New HPE Servers Help Thwart Firmware Exploits

New HPE Servers Help Thwart Firmware Exploits

In The Invisible Man, author H.G. Wells’ main character is stealthy, persistent, formidable and enthusiastically destructive. Those same characteristics describe the emerging class of malware known as firmware exploits.

Firmware attacks target the hard-coded programming written into nonvolatile memory in order to control the function of various hardware devices. Firmware has become an attractive target for hackers because exploits at this level are notoriously difficult to detect and fix. Information Systems Audit and Control Association (ISACA) research reveals that more than 50 percent of cybersecurity professionals reported at least one incident of malware-infected firmware in 2016.

The most well-known type of firmware is the Basic Input / Output System (BIOS) used to perform hardware initialization during a computer’s booting process, but there’s actually a tremendous amount of firmware in the technology we use. It’s in just about every PC component, including graphics cards, network interface cards, mice, keyboards and web cams. Routers, switches, smartphones, digital cameras and more also rely upon embedded firmware.

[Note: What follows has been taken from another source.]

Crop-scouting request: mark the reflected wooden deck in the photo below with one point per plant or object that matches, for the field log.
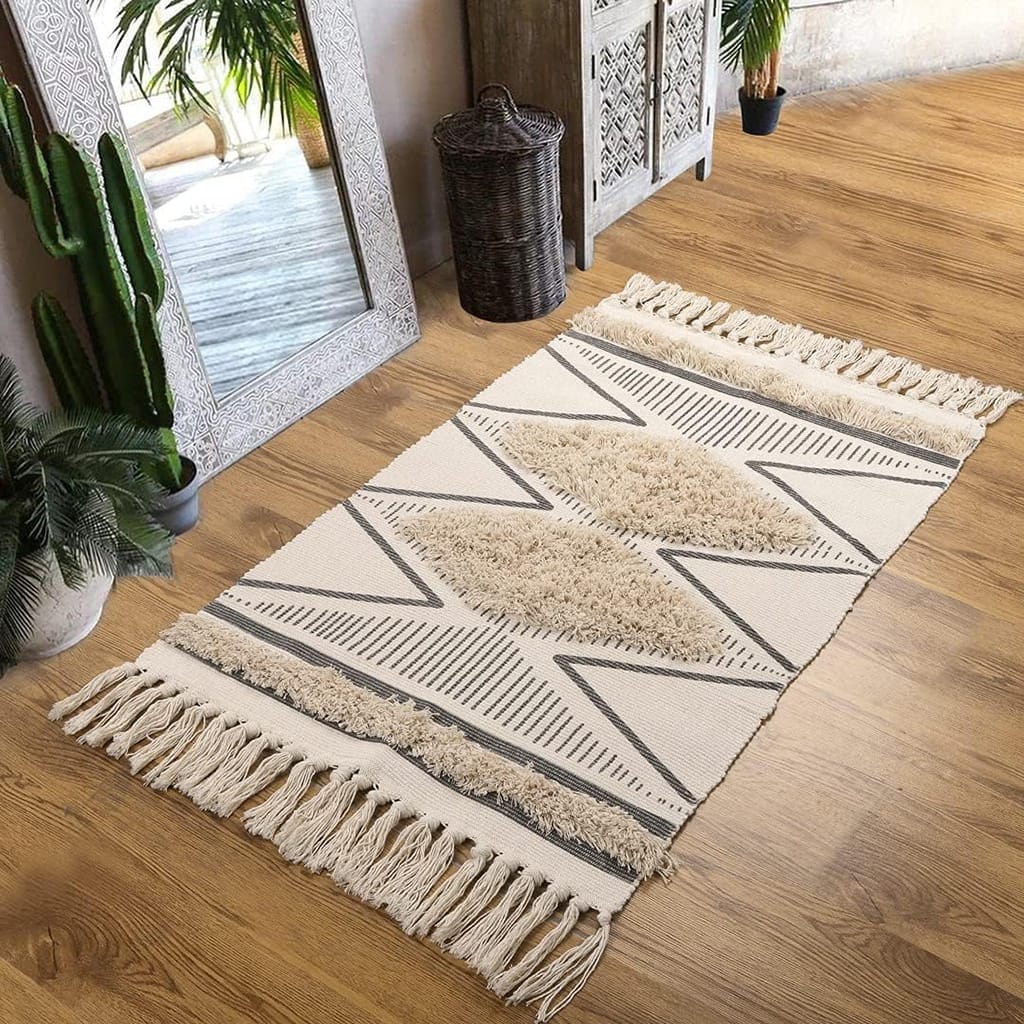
(262, 254)
(862, 861)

What makes firmware exploits so sinister is that they can give an attacker almost complete control of a machine — far more control than can be achieved with an operating system or application exploit. Firmware attacks can be nearly impossible to detect because conventional security scans and antimalware solutions don’t scan firmware.

Security researchers say firmware exploits are frequently overlooked because most security and IT managers are far more focused on threats such as Distributed Denial of Service attacks, phishing attacks and ransomware. They have their hands full with patch management, firewall configurations, identity management and more.

In an effort to counter firmware exploits, a number of companies are offering solutions with silicon-based security measures. This involves the use of silicon chips with embedded security features such as cryptographic processors, encryption acceleration and breach detection.

These security-embedded chips verify the boot process and create a “chain of trust” from the bare-metal hardware up to the operating system or hypervisor.  It provides a “known good sequence” of expected actions at startup, and any deviation from this expected sequence will automatically generate alerts and mediation processes.

Hewlett Packard Enterprise (HPE) recently became the first to put silicon-based security into industry-standard servers with the introduction of its next-generation ProLiant portfolio. HPE’s custom Integrated Lights Out (iLO) silicon creates a trusted link with HPE iLO firmware to ensure servers do not execute compromised firmware code.

At boot, an iLO management controller is the first device initialized. The system cannot continue without that first handshake to iLO, establishing a secure initialization process. The handshakes continue to extend the protection throughout the chain, all the way up to the operating system and applications, ensuring a clean handoff of known good credentials with a continuous protection stream.

Additionally, HPE has built a number of security measures into the firmware itself. Access through an iLO portal involves a multilayer process that includes authentication, authorization, data integrity and security keys. iLO firmware is digitally signed with a private key that prohibits unauthorized code from executing.

In The Invisible Man, the villain doesn’t escape punishment for his crimes. He is eventually hunted down, captured and killed. By hardening its server hardware, using intelligence to better detect anomalies and adding encryption down to the component level, HPE is making it possible to bring firmware exploits to an equally decisive end.